Outpouring of Support for Grocery Store Employee With Asperger's Berated for Slowness

Chris Tuttle's sister Jamie Virkler wrote a Facebook post that has gone viral.

ByABC News
November 12, 2013, 1:59 PM

Nov. 12, 2013 — -- At a Wegmans grocery store in Clay, N.Y., today, Chris Tuttle has a line of customers eagerly waiting to be rung up by him. The two cashiers beside him have no customers and the people in Tuttle's line won't leave.

They are waiting in line because on Saturday a disgruntled customer chose the wrong employee to pick on and a Facebook post written by his sister about the incident went viral.

Chris Tuttle, 28, who lives in Baldwinsville, N.Y., about 270 miles northwest of New York City, has Asperger's Syndrome. He has worked at the grocery store for seven years.

He usually doesn't work at the cashier, but was asked to help on Saturday when the store was busy.

That evening, his sister Jamie Virkler, 43, came over for dinner at their father's house, where Tuttle lives.

"He's always telling us his day's adventures at work," Virkler said, but Saturday's story was unusual.

"He just started in, 'I had the worst day ever' and tells this story about this woman who came through his line and she was just complaining, 'You're so slow. I can't believe this,'" Virkler told ABCNews.com today. "He was just so upset."

The customer yelled at him during the transaction for being slow and loudly complained to a manager, Virkler said. Tuttle was so shaken he dropped a candle the woman had bought on the floor and it shattered. Before she left, he still told her to have a nice day.

Hours later, Tuttle was still upset and Virkler said she and her family tired to explain to him that he was going to encounter people like the woman every day and that he shouldn't let it bother him, but he was inconsolable.

"He couldn't hear it. It just fell on deaf ears," she said. "It just really bothered me."

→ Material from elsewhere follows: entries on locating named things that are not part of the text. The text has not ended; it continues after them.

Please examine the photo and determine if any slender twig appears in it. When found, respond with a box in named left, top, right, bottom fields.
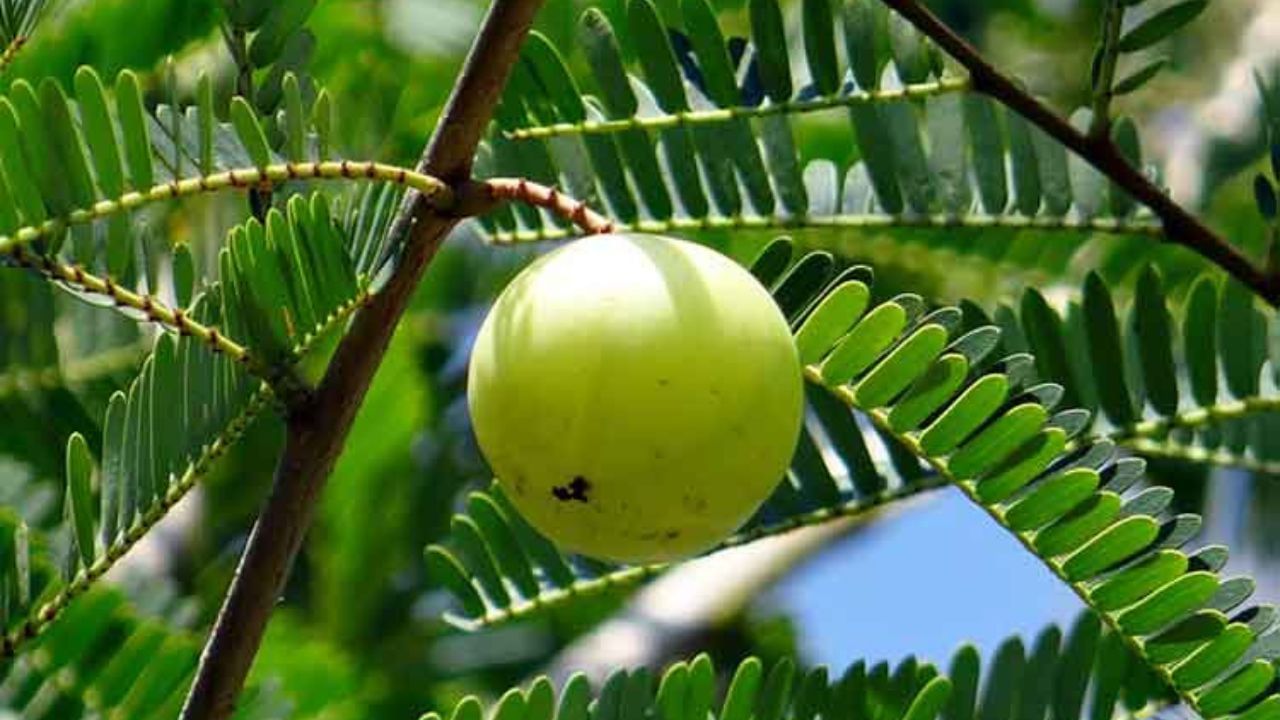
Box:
left=182, top=0, right=543, bottom=720
left=1089, top=0, right=1124, bottom=138
left=0, top=160, right=453, bottom=255
left=489, top=214, right=1162, bottom=245
left=884, top=0, right=1280, bottom=307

As Virkler tossed and turned in bed that night, she had an idea for a way to get through to her brother -- Facebook.

Her brother loves Facebook. She said he knows everybody, the number of friends he has and that it's "his pretend world that he lives in."

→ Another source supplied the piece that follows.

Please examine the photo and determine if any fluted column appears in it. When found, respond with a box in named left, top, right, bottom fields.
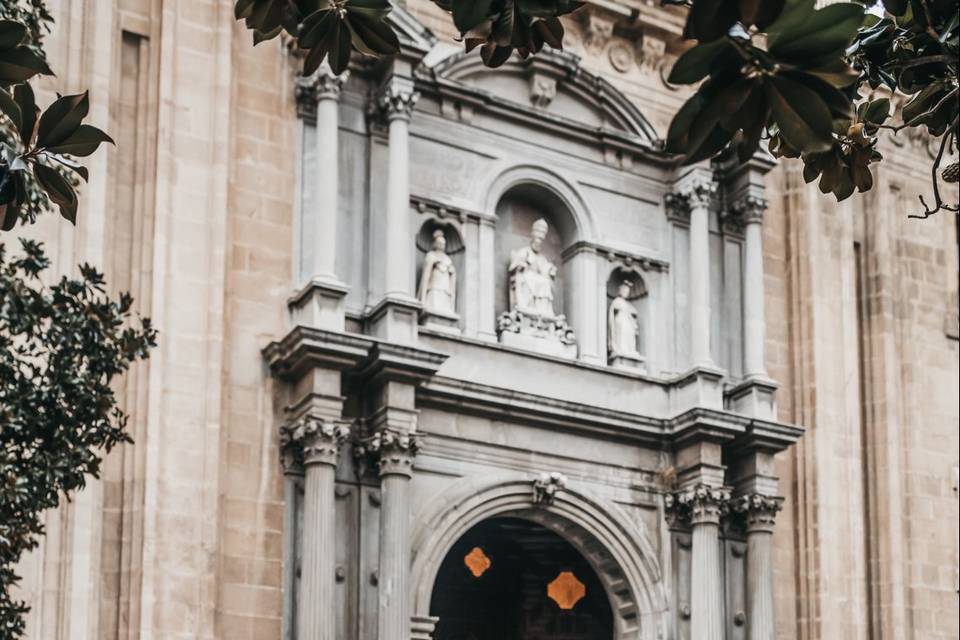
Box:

"I thought, what if I just ask a few friends if they can send something positive or say something about him?" she said.

In the Facebook post, she recounted the story Tuttle told her as well as what the woman didn't know about him.

"What this woman doesn't know is that 10 hours later, Chris told me the story as if is just happened, he was just as stressed and just as upset," Virkler wrote. "She has no idea how damaging her actions were ... to one person. Part of Asperger's is the inability to move on, to not be able to wrap his mind around the fact that his woman isn't worth it. To hear him tell the story, your heart will break. He doesn't understand why someone would be so nasty to him and for him, he takes it personal."

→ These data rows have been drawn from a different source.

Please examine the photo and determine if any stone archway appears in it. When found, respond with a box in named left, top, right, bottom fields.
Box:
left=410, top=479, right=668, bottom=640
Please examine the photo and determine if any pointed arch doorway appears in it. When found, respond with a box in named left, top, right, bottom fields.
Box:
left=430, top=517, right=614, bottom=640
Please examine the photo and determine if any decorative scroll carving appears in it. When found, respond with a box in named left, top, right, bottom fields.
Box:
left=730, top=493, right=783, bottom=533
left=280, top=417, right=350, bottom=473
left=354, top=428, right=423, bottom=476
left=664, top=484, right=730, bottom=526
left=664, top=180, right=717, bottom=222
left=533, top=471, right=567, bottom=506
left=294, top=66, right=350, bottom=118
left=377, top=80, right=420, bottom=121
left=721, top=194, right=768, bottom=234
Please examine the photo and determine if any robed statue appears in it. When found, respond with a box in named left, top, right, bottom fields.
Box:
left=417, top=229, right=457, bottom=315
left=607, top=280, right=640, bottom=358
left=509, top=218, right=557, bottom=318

"Chris deserves better and if he's ever put a smile on your heart, could you let him know?" she wrote. "Could you leave a comment or the next time you go to Wegmans, could you tell him? I want him to have a better day."

She wrote the post on the page of her bed and breakfast, the Turtle Landing Retreat in Granby, N.Y., where she said for the past three years people come in frequently to tell her stories of how they love her brother.

"He's that kind of personality that if you know him, you know him and have some story. It's been that way his whole life," she said. "Whoever he interacts with, it's always personal. It's always a big personality. He just walks with life."

Virkler said she couldn't have anticipated what was about to happen, "not in a million years."